Kenosis es el abajamiento, el
empequeñecimiento, hasta hacerse nada; es la anulación de uno mismo, y esto es
algo que dicho tal cual horroriza a cualquiera que lo oye hoy en día. Está en
todas las religiones, pero no es la destrucción de uno mismo, sino de su yo
falso; del yo mediocre, egoísta y pequeño que vive pendiente de sus deseos sin
estar nunca contento, que sufre y se desespera por todo. Es este yo el que hay
que matar. A la anulación de uno mismo sigue el llenarse de Dios, y este es el
yo auténtico, el libre, el entero, el que afronta los problemas sin miedo, el que
se comparte con los demás. Este es un camino de años y quizá sin meta, como yo
lo recorro lentamente, callo y que hable Edith Stein:
“Existe un estado de quietud en Dios,
de relajación de toda actividad intelectual, en que no se hacen planes, no se
toman resoluciones, y no se actúa, sino que todo lo venidero se deja en manos
de la voluntad divina, abandonándose a la Providencia. Esta suerte me fue
deparada después de una experiencia, que sobrepasó mis fuerzas, que absorbió
toda mi energía vital y que me privó de toda actividad. La quietud en Dios es
algo totalmente nuevo y particular frente a la negación de la actividad por
falta de fuerza vital. En su lugar aparece el sentimiento de estar escondido,
de estar liberado de todo problema, preocupación u obligación.
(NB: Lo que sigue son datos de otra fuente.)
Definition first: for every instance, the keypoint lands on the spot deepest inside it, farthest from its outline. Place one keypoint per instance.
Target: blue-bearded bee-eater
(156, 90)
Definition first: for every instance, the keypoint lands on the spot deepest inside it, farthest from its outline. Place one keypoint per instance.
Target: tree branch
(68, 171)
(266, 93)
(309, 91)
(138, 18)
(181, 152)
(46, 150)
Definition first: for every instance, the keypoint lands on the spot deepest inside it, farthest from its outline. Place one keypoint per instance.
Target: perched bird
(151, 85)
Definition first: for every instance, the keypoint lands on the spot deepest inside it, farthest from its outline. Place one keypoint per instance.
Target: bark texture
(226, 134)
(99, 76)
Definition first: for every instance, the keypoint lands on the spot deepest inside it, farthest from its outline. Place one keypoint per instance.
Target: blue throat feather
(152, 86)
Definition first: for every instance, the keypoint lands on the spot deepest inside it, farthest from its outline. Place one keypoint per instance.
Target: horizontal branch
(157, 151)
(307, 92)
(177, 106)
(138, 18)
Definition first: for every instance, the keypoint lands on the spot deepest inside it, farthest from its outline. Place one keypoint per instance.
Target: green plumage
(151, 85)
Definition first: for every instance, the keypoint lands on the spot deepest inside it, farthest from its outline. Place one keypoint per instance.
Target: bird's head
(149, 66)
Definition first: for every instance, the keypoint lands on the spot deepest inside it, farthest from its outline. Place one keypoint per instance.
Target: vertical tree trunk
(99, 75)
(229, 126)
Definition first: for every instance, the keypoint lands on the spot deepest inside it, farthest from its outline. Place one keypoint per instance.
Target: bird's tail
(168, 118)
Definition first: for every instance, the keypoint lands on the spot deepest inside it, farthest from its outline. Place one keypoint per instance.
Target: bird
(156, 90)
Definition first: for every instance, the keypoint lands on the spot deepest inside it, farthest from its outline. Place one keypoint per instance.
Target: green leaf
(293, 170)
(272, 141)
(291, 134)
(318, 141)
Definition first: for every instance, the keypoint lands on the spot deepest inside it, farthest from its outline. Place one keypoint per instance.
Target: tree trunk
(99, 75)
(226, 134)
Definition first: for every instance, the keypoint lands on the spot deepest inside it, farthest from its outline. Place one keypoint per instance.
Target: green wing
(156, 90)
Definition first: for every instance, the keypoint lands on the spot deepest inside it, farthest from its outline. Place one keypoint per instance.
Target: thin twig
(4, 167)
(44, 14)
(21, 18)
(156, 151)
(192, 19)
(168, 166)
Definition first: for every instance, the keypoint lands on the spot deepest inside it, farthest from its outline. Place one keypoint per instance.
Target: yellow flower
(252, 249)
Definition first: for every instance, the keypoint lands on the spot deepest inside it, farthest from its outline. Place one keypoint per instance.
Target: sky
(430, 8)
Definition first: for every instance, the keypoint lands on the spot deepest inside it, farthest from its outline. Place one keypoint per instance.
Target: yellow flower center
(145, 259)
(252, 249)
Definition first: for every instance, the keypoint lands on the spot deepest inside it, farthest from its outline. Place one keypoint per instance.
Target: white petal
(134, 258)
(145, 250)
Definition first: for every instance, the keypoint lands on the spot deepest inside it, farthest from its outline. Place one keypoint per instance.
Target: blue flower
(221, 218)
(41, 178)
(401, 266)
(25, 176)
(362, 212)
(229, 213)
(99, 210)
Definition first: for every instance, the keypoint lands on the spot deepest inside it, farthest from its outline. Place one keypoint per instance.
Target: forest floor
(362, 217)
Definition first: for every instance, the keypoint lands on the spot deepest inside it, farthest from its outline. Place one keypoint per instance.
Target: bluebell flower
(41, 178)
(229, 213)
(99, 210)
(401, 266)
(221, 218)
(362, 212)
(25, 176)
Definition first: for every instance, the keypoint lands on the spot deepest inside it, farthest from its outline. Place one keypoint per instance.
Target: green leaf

Y, mientras más
me entrego a este sentimiento, me comienzo a llenar más y más de una vida
nueva, que me empuja a nuevas ocupaciones, sin que para ello actúe la voluntad.
Esta energía vital aparece como flujo de una actividad y una fuerza que no son
mías y que, sin ningún tipo de
exigencias por mi parte, trabaja en mí”.